A recent writing prompt asked:
Think of someone in your life who has passed on or is unreachable. If you could have one more conversation with him or her, what would you want to say?
It didn’t take long to think of someone.

Mom passed away end of 2019. She wanted to be cremated and when I went shopping for a box for her ashes, I chose something cheap (which would have pleased her), but beautiful (which pleased me). It was a wood box, painted white with flowers and the words “Live Beautifully.”
When I gave her eulogy, I said that the author of Women Who Run With The Wolves wrote that in her experience as a psychoanalyst, around the age of 40 women decide if they’re going to become bitter.

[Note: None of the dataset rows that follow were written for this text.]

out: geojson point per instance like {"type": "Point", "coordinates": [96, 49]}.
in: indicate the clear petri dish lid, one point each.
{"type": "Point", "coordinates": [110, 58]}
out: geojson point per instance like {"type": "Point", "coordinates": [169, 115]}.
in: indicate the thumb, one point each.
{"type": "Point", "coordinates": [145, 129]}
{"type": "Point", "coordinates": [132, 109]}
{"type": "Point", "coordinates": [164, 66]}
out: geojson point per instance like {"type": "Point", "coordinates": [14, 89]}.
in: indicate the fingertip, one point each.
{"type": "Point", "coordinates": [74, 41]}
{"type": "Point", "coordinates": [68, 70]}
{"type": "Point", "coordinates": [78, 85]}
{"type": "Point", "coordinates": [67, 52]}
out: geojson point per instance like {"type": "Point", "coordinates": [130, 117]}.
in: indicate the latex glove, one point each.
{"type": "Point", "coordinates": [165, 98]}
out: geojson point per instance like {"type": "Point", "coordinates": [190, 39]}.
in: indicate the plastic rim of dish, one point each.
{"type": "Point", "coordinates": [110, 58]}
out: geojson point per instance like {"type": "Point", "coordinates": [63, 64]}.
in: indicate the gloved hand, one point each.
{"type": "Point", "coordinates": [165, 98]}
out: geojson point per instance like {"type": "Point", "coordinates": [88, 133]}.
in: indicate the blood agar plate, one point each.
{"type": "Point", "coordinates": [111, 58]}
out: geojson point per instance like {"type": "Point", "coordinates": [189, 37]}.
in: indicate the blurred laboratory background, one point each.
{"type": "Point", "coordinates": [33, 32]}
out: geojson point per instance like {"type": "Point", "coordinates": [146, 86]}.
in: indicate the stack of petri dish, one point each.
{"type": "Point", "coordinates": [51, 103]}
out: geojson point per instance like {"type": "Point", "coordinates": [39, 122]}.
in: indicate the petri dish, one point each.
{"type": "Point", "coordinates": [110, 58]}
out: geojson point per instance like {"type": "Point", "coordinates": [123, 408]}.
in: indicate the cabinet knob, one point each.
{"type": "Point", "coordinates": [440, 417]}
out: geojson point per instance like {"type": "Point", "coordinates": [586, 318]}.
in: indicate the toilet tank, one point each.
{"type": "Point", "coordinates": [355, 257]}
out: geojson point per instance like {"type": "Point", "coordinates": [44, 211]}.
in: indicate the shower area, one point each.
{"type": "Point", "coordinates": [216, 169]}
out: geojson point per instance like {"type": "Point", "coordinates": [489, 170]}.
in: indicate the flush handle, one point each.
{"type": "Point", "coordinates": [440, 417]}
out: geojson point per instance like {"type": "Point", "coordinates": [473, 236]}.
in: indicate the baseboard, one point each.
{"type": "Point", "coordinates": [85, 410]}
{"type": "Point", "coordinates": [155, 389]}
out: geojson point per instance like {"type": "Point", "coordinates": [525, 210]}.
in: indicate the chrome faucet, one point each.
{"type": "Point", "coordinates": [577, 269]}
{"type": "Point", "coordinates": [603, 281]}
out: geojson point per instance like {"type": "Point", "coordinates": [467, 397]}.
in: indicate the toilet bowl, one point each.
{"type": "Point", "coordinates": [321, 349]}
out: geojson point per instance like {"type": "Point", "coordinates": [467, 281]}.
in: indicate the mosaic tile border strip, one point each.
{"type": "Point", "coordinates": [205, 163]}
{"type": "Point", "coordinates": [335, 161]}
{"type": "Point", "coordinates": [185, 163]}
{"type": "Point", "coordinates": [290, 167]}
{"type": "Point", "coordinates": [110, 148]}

Mom was the victim of horrific childhood abuse. That and later events could have made her bitter, but they didn’t.
She was a woman of faith, and in her late 50s she said, “When I came to faith at 18, I thought everything would change. That I would become a new person and all the abuse wouldn’t affect me anymore. Now I realize it follows you your entire life, so I’ve asked God if there any way to use what happened to me to do good in this world to help other people.”
That’s when she began volunteering in the local women’s shelter and became the chaplain for the women’s jail. Her message was simple. “Jesus loves you. I was abused, too. There’s another way to live.” She loved the women and many of them loved her right back, calling her “Bible Betty,” and greeting her with a hug when they saw her in the street.
If I could tell Mom something, I’d like to say, “Thank you, Mom, for not choosing bitterness. Thank you for doing the best you could with the cards you were dealt.”